The subindex of the warehouse price rose up to over 90.0 for the first time in history, the report said, calling the increase a "representative of costs as a whole."

These high prices in November were caused by the rapid movement of a significant volume of inventory from upstream storage, including docks, wholesales and distributors to downstream retailers, the report explained.

"In October, upstream respondents reported rates of growth 10.3 points higher than their downstream respondents. In November this flipped, and upstream respondents reported inventory growth was 10.9 points lower than downstream respondents," the report said.

Expecting a less than previously predicted severe shortage of retail goods this holiday, the report said the improvement "seems to have been largely achieved by firms spending heavily on warehousing and transportation to get goods downstream."

According to the report, some retail giants have chartered their own ships to ensure the availability of their inventory. "For example, Walmart's third quarter inventory levels were up 11.5 percent from the same time last year," it noted.
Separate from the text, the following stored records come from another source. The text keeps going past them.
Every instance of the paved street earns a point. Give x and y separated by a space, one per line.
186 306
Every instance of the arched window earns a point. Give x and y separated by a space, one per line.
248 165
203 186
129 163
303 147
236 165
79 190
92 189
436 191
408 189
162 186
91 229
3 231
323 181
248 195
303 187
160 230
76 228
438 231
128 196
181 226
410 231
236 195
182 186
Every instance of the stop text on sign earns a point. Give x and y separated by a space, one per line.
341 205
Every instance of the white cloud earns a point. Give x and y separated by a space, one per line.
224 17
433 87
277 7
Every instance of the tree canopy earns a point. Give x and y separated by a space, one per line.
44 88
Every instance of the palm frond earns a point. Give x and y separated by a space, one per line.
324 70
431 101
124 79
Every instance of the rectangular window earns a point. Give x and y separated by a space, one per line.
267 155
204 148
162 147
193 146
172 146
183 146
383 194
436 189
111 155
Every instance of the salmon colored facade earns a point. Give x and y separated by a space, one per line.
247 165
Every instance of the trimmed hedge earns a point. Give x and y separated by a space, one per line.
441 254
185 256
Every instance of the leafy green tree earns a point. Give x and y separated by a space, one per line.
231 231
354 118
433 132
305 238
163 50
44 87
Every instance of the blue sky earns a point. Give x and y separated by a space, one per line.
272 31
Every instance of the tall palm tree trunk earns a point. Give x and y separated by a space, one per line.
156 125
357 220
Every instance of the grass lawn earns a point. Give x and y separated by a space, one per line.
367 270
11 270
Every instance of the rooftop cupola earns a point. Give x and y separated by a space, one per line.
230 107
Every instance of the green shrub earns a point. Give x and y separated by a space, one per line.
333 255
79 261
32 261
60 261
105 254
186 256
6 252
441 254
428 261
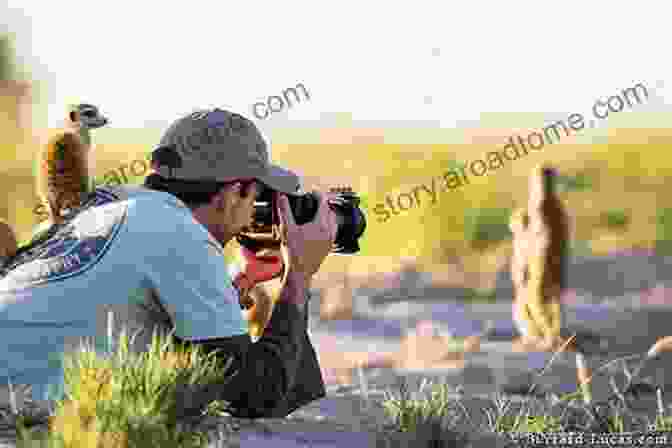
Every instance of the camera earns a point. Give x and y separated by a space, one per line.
343 202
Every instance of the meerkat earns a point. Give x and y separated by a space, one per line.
64 162
540 258
8 241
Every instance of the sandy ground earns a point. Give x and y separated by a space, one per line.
344 418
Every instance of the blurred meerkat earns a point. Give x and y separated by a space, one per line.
63 175
539 262
8 242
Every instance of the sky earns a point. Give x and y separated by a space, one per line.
145 63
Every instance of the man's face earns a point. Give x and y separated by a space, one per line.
242 208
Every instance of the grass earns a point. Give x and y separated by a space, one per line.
126 399
572 413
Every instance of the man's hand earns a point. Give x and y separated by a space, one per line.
261 266
305 247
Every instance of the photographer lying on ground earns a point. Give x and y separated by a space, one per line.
155 258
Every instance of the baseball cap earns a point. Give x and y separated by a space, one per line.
219 146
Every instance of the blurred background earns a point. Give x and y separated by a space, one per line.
396 98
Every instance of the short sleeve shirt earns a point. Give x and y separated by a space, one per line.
131 258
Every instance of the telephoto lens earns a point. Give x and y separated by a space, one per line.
343 202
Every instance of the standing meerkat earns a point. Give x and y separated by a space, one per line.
8 242
63 175
539 262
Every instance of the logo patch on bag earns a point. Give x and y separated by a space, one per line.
75 248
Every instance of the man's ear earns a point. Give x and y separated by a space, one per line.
227 194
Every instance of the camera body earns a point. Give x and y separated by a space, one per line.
343 202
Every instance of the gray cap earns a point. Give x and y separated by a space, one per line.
218 145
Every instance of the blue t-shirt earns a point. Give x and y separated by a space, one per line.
131 253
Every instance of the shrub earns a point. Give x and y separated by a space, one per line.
485 226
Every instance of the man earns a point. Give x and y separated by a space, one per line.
156 258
However, "smaller firms such as The Gap, Victoria's Secret, and Abercrombie & Fitch who did not have the resources to chart their own ships may still be short on inventory, lacking the supply to keep up with consumer demand," the report said.

Furthermore, the report noted that U.S. retailers intentionally reduced product promotions amid the lack of logistics capacity.

E-commerce retailers registered 10.7 billion U.S. dollars in sales on Cyber Monday, down 1.4 percent from 2020, while online sales on Black Friday were down from 9 billion dollars last year to 8.9 billion dollars, marking the first decrease ever in year-over-year online sales for the holiday, the report said.

The Logistics Managers' Index, founded in 2016, is a joint project by Arizona State University, Colorado State University, Rochester Institute of Technology, Rutgers University and the University of Nevada, Reno, along with the Council of Supply Chain Management Professionals.